Critics’ Picks

Installation view, 2005.

Installation view, 2005.

New York

Kota Ezawa

Murray Guy
453 West 17th Street
September 9–October 15, 2005

The kid-friendly feeling of animation clings to Kota Ezawa’s remakes of “serious” video works and documents. Take, for instance, his current installation: A simple arrangement of three projections placed side-by-side with audio bubbles for listening hung from the ceiling. The projection on the left remakes archival footage of a press conference during John Lennon and Yoko Ono’s famous Amsterdam “Bed In” for peace in 1969. The center animation recreates Susan Sontag lecturing at Columbia in 2001. The third is a take on Joseph Beuys’ 1974 talk at the New School in New York, where he discussed his ideas about art and invited audience members onstage to debate him.

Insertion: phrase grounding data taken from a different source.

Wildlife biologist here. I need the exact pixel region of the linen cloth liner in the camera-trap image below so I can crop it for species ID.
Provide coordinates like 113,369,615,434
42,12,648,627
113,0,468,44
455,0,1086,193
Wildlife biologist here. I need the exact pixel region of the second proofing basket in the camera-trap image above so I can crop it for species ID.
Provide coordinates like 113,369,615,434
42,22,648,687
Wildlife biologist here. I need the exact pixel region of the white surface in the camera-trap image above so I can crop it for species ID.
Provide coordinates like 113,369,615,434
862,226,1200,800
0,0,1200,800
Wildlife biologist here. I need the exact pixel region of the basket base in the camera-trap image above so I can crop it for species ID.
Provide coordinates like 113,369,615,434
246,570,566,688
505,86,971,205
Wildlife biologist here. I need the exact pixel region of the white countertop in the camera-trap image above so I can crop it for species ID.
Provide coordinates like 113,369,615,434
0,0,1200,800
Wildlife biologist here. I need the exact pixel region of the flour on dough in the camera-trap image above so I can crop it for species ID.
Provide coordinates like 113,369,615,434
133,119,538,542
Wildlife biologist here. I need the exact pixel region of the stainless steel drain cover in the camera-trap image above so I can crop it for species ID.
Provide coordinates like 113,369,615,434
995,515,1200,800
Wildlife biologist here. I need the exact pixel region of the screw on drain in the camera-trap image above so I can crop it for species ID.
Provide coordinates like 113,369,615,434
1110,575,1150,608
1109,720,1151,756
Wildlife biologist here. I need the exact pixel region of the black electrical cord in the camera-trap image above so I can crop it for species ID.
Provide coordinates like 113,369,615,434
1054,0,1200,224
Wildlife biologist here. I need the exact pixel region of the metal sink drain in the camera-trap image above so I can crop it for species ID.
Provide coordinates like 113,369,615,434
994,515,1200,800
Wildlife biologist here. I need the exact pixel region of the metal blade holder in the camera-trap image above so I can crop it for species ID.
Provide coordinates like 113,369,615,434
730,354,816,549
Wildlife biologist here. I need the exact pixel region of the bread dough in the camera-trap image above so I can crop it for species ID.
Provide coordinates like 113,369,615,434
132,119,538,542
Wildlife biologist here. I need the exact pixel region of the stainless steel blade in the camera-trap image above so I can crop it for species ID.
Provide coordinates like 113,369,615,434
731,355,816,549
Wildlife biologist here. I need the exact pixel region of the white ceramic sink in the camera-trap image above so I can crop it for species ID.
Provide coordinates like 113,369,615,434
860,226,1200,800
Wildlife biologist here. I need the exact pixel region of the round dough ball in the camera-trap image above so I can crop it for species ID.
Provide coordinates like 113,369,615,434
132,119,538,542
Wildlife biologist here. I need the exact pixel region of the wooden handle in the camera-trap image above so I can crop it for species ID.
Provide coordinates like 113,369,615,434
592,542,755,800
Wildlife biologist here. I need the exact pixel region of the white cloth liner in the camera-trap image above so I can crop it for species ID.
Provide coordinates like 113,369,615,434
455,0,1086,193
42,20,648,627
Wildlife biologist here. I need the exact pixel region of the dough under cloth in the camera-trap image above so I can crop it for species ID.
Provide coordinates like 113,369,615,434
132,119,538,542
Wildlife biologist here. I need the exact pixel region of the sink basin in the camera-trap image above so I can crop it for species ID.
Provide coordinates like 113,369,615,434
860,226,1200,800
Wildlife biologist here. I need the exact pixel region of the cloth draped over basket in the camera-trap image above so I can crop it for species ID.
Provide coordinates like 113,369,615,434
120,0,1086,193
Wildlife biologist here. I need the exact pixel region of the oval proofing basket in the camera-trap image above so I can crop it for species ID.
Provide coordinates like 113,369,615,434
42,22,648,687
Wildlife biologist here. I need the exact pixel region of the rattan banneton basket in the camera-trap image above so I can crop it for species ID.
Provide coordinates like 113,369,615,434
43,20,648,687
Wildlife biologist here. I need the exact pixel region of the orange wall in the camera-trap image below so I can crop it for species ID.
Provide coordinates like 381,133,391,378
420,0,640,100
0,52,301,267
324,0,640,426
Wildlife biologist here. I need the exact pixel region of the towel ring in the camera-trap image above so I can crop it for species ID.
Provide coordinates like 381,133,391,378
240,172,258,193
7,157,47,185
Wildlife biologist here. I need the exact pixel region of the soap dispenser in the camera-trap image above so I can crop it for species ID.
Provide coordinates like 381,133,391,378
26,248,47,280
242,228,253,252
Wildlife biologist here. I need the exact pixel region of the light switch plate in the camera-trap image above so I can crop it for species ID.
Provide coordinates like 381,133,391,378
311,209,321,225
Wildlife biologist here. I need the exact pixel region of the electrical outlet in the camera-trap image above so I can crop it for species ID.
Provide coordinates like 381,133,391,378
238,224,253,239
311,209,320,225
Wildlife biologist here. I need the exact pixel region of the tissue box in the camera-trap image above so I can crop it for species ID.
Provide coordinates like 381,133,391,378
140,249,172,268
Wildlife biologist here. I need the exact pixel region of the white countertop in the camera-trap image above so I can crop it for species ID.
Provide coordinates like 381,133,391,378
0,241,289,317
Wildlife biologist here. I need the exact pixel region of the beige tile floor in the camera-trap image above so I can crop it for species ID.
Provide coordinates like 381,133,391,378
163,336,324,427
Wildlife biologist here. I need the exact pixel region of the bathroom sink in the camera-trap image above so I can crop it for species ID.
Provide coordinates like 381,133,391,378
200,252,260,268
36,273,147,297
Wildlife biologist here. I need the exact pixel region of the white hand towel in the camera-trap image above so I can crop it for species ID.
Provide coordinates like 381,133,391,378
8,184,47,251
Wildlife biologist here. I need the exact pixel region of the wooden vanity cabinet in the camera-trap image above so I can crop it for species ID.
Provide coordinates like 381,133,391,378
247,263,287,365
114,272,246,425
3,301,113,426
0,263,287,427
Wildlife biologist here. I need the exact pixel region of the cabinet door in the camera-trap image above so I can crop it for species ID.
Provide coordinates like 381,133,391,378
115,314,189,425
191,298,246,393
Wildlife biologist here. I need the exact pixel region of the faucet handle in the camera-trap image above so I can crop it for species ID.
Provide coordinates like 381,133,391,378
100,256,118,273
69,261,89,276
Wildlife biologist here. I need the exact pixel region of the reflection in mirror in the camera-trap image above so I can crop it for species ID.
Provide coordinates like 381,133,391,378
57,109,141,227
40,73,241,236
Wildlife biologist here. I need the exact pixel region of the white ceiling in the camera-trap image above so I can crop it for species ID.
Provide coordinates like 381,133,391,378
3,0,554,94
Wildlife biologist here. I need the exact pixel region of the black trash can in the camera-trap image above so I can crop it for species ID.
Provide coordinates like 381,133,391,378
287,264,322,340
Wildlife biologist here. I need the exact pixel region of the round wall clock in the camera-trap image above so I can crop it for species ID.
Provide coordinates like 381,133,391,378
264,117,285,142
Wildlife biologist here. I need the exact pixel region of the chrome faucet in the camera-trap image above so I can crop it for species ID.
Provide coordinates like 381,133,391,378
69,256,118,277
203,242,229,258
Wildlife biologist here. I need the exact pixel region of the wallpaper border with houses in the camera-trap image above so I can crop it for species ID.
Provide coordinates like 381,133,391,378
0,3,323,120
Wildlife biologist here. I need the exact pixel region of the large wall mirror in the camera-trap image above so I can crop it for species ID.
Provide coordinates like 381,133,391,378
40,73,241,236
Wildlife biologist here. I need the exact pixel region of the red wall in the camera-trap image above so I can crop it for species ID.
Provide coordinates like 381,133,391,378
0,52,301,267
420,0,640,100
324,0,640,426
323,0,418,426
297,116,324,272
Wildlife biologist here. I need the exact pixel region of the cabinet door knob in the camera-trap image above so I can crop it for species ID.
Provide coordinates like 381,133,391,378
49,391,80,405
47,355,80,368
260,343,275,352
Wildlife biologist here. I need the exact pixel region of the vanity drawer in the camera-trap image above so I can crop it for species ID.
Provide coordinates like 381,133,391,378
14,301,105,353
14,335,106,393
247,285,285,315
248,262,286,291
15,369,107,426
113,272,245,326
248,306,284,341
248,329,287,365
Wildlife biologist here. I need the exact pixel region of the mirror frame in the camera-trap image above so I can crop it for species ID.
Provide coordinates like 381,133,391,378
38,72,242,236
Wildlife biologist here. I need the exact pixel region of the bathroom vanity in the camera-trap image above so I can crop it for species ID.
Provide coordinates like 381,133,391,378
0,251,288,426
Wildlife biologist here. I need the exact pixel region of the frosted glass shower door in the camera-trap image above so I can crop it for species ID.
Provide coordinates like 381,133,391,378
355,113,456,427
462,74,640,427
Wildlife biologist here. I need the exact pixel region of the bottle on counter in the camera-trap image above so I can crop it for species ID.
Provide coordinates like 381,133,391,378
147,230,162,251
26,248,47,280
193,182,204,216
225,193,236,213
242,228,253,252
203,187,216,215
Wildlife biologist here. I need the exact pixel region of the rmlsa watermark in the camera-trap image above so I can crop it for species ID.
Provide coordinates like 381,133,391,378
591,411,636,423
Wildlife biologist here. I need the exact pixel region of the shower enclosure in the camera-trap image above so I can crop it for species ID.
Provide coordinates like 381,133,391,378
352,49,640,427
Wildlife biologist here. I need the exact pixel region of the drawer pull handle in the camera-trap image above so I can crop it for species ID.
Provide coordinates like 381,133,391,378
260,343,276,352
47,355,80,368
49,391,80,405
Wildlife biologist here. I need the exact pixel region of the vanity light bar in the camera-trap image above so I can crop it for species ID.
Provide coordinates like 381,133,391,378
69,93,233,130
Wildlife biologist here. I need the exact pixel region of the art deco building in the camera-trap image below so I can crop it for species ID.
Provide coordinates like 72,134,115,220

There’s something comical about all this: the flat colors; the moving, animated eyes and mouths; the range of accents; the overlapping of voices, which suggests the chatter at an extra discourse-y cocktail party. The project also conjures South Park or The Simpsons, smart animated TV shows that employ well-known actors whose famous voices register through a disembodied context, or Robert Smigel’s Fun with Real Audio. With Ezawa, however, the voices and images remain the same as in the originals; only the format has been altered, reminding us that culture is just as reliant on proper packaging as any other arena in life: Politics, business, or entertainment.